Pierce gaped at me. “It’s fucking huge, Tim, it’s totally huge! The door is like…you could fit a dump truck in there!”

“It’s true,” Gillian said. “It’s a big door.”

“We didn’t go in. I couldn’t. I can’t.”

“Sure you can,” she told him, giving him a friendly shake.

“No way. Oh, man.” He suddenly looked out the door at the house, as if he’d heard something there. “I gotta get a shower or a bath or something.” He wriggled out of Gillian’s grasp and dashed away.

She watched him go, then turned to me. “I know he seems a little riled, but he’ll be okay.”

“If you say so.”

“So you’re coming, right?”

“Whenever you’re ready,” I said.

She patted my shoulder. “You’re a good brother,” she told me, then went out after Pierce. I had been accused of a lot of things in my life, but never that.

* * *

The next morning I did a strange thing. While getting ready to visit my mother, I grabbed a sketchbook from the kitchen counter and a couple of number two pencils. I’d been inking in the sketchbook before breakfast, working on some cartoon versions of household items, but I couldn’t remember what I had done with the pen. I felt a little pang of guilt over this — my father would no sooner have drawn in a sketchbook with a number two pencil than eat dinner with a garden trowel — but I let it pass. I don’t know why I felt the need to bring the sketchbook at all. I just did it.

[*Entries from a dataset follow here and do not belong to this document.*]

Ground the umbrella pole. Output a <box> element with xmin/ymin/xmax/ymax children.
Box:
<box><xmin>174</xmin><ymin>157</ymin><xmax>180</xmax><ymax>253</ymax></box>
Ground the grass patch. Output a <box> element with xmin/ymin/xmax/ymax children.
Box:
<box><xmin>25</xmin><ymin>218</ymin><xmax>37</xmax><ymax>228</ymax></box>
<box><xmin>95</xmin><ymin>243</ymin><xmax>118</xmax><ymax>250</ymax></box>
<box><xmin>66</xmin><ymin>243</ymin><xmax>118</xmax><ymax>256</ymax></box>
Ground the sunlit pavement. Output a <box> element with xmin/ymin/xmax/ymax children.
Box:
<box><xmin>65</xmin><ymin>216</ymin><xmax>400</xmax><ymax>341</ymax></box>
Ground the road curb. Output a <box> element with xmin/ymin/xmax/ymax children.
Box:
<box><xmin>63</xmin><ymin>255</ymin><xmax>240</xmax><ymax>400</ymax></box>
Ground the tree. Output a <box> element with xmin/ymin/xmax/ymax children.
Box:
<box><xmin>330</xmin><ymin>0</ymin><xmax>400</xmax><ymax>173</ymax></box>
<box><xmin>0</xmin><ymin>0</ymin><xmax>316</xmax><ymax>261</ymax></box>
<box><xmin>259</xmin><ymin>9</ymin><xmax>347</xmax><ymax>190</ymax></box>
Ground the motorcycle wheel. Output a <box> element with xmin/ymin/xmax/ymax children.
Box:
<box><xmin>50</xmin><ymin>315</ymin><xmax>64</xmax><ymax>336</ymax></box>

Gillian had spent the night, so the Caddy was available. I set the sketchbook and pencils on the passenger seat while I drove. The simple thought of them thrilled me. For a moment I considered turning around and going back to the studio, but I squelched the impulse and made it to Ivy Homes.

My mother was asleep. She woke up briefly when I got there, regarded me with an expression of plain surprise, then just as abruptly collapsed back onto the pillow and fell asleep again. The nursing home was quiet; most of the residents were at the nondenominational Sunday religious services the home provided and that my mother, even in her nonplussed half-consciousness, had the presence of mind to eschew.

I set the drawing supplies on the edge of the bed and watched her. It is often said of the dead or dying that they look peaceful in sleep, but my mother looked like she was deep in a drugged coma beneath the tent of an army field hospital. I don’t think I’d ever seen someone so enervated, so utterly whipped. I glanced at her chart on the back of the door and read that already today she had woken up, sung several songs with the other residents, ate breakfast, went to the toilet and took her first of several handfuls of medications. It was no wonder she was tired. There was something vital missing from her face, as if life was only accessible to her during waking hours, rationed like wartime electricity.

So I tried to draw her, or at any rate to capture this absence on the page. How could you render nothing with a pencil? The first few tries were in vain; I was aiming for stark realism and got nothing but vaguely melancholy smudges. I tried to draw the cartoon Mom: first as a young woman, placidly dozing, then older, aging her in stages. What I came up with was not too bad. There was only an empty space, a cartoon void, between her cheekbone and nose, but in the first drawing the space implied a round, flushed cheek, and in the second a concavity, the sunken cheek of an old woman.